As with all other objects that I had avoided over the years but which I now wanted back, I had forgotten about the pipes. I did not even remember that I had given them to Rodo. I was confused whether I had left them with him for safekeeping or as a gift. So, I finessed it.


“My god, you still have them?”


“Yes, I’ve been a collector all my life and they’re part of a large assortment of other stuff I have at home.” After that, Rodo remained silent.


I suddenly appreciated that he had become attached to the pipes and that he might have trouble letting go, since parting with them might disrupt his collection. I recognized then that Dad’s pipes were not mine anymore. I had to understand and respect that.


“You know, Rodo,” I said diplomatically. “Those pipes now mean so much to me. I didn’t realize when I left that I would some day see mi Viejo, my Old Man, in them. Would you consider letting me have one or two? That is a gift that I would cherish.”


Rodolfo smiled. “Of course!” he said, to my relief. Since he knew that I was leaving BA the next day, he added, “I’ll be in the US soon on business and I’ll bring you the pipes.” And to seal the deal, we hugged.
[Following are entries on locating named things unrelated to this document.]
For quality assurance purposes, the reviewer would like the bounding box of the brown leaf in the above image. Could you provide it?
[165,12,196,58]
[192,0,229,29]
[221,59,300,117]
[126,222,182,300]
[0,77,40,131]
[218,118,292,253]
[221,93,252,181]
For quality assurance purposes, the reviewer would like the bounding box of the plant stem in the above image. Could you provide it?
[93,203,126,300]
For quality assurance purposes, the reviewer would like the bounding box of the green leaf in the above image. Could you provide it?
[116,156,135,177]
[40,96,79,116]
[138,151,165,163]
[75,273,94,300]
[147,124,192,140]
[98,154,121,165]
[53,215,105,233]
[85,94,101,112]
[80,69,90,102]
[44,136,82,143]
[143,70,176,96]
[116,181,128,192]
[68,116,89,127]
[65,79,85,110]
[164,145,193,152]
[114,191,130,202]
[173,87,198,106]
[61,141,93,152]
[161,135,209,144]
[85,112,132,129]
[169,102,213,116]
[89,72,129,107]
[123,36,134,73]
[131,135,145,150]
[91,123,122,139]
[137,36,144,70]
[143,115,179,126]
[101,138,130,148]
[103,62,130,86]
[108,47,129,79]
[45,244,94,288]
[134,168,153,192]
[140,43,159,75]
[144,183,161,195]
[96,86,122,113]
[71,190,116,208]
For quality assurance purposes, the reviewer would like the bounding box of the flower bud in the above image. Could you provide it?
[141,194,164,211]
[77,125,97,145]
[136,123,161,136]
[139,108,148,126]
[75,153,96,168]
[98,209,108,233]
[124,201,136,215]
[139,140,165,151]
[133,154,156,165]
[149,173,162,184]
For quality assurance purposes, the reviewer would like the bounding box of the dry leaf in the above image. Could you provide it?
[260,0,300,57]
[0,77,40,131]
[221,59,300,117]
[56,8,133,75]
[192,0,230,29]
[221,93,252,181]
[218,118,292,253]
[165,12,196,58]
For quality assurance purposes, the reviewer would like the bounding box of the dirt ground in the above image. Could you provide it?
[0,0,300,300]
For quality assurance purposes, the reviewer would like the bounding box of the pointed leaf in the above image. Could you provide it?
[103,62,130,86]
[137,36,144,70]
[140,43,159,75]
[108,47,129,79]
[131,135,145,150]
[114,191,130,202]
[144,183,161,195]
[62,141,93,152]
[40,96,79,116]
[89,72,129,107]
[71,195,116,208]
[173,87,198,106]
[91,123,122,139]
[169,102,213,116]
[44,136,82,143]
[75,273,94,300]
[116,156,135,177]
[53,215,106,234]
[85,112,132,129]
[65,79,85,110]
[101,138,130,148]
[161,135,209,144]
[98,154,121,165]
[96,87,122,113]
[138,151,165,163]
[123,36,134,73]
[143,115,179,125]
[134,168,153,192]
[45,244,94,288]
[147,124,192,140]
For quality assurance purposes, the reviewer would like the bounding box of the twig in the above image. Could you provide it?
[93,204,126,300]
A few months later, I did get two of Dad’s pipes as a gift from Rodo. One is a classic Bulldog with a tapered bowl rim and a square shank. The other is more sophisticated; it is known as a Full Bent Hungarian, with a black stem and a shiny wooden bowl. My Old Man sure knew his pipes. As I unpacked them, the first thing I did was smell them, hoping to get a whiff of the spirit-infused tobaccos of his smoking years. Yet, nothing. Almost half a century had passed. But since their mouthpieces are well chewed from years of smoking, I at least can see the imprint of Dad’s teeth. And when I handle them these days, I remember that distinct aroma that Dad so loved.


Dad’s keychain with the MG initials has been put to good use. My daughter Mara, who is named after her grandfather Mauricio, carries his initials. She has turned the keychain into a necklace, which she wears proudly. I wear the red cufflinks whenever the occasion invites me to put on a fancy shirt with French cuffs. Whether at the opera or in court, Dad is there with me.


***


Looking at all of these objects of Dad’s, his cufflinks, key chains, and pipes, triggers a mixture of feelings: joy, sadness, and a bit of anxiety. Joy for having them back, sadness for the premature loss of my father and of the many things, such as his humidors, which I recklessly left behind. And the touch of anxiety suggests a trace of guilt, which still occasionally flares up when I remember his death. But transcending those feelings, the  objects bring back my stylish Old Man from Buenos Aires and the day he taught me to tie a proper Windsor.